Europe's CoRoT satellite has already discovered several fascinating exoplanets, including a rocky world that's about twice the size of Earth but devilishly hot due to its tight orbit around its sun. Both CoRoT and the soon to be launched Kepler use the transit method to detect new planets, in which the subtle dimming of a star's light reveals a planet passing in front of it.
The Kepler telescope will gaze continuously at 100,000 stars in two constellations known as Cygnus and Lyra for more than three years. "Within three to four years from now, these telescopes will tell us just how frequently Earths occur. It's an exciting time to be alive," Boss said [The Guardian].

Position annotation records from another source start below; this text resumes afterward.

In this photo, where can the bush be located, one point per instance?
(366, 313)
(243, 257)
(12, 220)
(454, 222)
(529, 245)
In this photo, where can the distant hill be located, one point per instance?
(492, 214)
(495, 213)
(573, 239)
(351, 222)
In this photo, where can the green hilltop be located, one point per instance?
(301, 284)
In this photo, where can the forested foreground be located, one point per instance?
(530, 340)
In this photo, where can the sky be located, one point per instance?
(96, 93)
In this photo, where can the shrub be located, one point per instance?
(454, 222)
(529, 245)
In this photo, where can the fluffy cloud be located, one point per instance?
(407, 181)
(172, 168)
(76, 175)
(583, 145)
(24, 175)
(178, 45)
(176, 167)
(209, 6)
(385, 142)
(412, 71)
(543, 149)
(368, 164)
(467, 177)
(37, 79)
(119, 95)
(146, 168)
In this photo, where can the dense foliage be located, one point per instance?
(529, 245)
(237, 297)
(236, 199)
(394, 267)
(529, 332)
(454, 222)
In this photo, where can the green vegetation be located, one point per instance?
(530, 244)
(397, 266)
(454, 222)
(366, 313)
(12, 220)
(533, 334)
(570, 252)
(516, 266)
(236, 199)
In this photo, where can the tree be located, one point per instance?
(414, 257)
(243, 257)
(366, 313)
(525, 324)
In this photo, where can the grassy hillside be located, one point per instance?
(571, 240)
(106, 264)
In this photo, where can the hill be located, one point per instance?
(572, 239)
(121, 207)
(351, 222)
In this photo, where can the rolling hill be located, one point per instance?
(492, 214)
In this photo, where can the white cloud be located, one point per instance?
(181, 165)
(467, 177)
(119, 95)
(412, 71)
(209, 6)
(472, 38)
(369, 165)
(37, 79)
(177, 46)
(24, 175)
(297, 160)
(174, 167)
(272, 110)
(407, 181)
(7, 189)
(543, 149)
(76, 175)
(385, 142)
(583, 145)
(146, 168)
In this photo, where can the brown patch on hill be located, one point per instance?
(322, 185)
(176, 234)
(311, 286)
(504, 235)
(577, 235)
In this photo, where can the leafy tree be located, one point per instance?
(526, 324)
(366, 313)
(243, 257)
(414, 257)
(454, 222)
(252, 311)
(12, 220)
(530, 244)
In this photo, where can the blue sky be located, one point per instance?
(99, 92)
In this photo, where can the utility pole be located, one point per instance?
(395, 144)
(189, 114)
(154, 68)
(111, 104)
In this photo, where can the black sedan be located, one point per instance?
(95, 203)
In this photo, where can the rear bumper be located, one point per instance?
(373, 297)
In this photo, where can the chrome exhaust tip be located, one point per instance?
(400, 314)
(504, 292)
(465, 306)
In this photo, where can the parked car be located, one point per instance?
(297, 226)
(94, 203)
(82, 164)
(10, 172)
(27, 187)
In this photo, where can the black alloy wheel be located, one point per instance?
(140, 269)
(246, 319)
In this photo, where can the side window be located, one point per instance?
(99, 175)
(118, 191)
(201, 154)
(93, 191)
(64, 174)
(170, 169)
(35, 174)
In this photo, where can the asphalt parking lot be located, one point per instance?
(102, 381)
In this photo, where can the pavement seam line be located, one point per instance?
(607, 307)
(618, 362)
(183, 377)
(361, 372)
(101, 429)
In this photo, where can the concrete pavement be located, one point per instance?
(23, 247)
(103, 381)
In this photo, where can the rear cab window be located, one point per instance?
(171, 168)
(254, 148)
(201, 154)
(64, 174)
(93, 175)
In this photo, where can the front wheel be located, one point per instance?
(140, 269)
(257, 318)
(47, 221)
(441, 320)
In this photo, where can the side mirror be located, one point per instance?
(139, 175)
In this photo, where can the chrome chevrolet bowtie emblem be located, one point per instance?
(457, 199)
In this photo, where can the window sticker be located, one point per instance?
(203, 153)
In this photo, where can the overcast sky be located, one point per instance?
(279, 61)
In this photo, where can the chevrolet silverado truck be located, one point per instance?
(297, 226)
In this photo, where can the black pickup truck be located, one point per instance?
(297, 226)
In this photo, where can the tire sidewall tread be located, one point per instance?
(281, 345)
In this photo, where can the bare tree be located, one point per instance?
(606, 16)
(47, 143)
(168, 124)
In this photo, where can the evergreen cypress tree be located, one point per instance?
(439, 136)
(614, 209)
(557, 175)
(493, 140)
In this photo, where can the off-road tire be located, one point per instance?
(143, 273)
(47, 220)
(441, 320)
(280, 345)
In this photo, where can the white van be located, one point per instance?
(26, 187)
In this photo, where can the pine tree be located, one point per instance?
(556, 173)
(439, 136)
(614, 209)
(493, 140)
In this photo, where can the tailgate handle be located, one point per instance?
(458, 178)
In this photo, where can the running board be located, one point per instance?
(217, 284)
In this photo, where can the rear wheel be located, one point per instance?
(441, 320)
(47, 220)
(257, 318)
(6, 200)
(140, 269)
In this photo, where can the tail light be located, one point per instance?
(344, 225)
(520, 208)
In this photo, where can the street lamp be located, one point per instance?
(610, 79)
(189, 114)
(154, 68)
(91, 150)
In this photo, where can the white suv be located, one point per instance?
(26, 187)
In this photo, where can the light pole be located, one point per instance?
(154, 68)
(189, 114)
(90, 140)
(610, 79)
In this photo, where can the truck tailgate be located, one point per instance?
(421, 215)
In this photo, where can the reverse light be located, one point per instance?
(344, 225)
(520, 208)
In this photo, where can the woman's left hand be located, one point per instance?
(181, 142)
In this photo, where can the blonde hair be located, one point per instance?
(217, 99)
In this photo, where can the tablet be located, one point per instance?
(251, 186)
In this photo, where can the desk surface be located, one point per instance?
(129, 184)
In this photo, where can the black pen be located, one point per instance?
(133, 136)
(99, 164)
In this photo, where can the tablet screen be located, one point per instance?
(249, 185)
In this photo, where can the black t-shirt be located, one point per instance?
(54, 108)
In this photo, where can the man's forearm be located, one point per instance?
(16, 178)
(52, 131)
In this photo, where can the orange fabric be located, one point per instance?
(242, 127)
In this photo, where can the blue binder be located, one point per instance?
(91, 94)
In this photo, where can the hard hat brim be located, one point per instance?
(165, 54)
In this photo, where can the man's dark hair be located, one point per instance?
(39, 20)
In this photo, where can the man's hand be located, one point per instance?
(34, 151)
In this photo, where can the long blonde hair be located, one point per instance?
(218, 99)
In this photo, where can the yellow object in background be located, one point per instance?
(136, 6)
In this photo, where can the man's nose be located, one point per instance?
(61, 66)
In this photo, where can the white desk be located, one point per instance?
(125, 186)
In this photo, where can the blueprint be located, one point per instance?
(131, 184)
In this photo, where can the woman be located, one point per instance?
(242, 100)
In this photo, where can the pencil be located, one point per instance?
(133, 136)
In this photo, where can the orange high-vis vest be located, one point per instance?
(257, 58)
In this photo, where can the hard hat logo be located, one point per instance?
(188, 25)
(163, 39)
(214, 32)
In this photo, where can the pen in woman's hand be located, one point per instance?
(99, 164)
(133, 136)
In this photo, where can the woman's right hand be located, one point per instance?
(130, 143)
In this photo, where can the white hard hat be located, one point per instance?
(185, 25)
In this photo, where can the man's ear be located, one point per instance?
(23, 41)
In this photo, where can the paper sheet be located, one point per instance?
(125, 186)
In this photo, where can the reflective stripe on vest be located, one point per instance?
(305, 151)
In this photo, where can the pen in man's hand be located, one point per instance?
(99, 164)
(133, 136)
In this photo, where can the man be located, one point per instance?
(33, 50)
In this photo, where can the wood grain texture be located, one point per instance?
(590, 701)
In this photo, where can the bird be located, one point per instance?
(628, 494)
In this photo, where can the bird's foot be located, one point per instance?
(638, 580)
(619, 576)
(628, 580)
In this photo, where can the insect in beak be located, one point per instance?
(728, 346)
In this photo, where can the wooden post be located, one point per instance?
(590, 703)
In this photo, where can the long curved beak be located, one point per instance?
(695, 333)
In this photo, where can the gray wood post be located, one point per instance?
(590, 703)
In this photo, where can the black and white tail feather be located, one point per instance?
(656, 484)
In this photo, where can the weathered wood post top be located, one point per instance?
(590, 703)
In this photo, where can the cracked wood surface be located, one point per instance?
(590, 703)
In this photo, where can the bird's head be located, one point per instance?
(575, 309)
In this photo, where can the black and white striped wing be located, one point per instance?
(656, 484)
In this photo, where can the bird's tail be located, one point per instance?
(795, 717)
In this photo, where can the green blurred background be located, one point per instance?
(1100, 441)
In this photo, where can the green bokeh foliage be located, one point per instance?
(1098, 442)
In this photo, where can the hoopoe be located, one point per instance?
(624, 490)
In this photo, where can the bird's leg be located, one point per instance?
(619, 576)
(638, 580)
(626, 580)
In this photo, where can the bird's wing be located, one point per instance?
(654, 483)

However, CoRoT and Kepler are unlikely to detect any signatures of actual life on exoplanets; that daunting challenge will be taken up by the next generation of space telescopes, Boss says. Kepler's sensitive telescope is expected to pick out rocky planets that are not only roughly the same size as Earth, but also orbit their star at a roughly equivalent distance. But that won't happen right away, Boss explains.
It takes at least three orbits for astronomers to confirm that the dimming of the star is really caused by a planet rather than, say, the brightness cycles of a variable star or a binary-star system. If the planet is extremely close to its star ... that won't take long. For example, the hot super-Earth identified by Corot completes an orbit in just 20 hours. Farther-out planets will require more time to orbit, and therefore more time to detect. "The earth, by definition, will take at least three years to get," Boss said. "Roughly four years from now, we will be beginning to make our claims for Earthlike planets around solar-type stars" [MSNBC].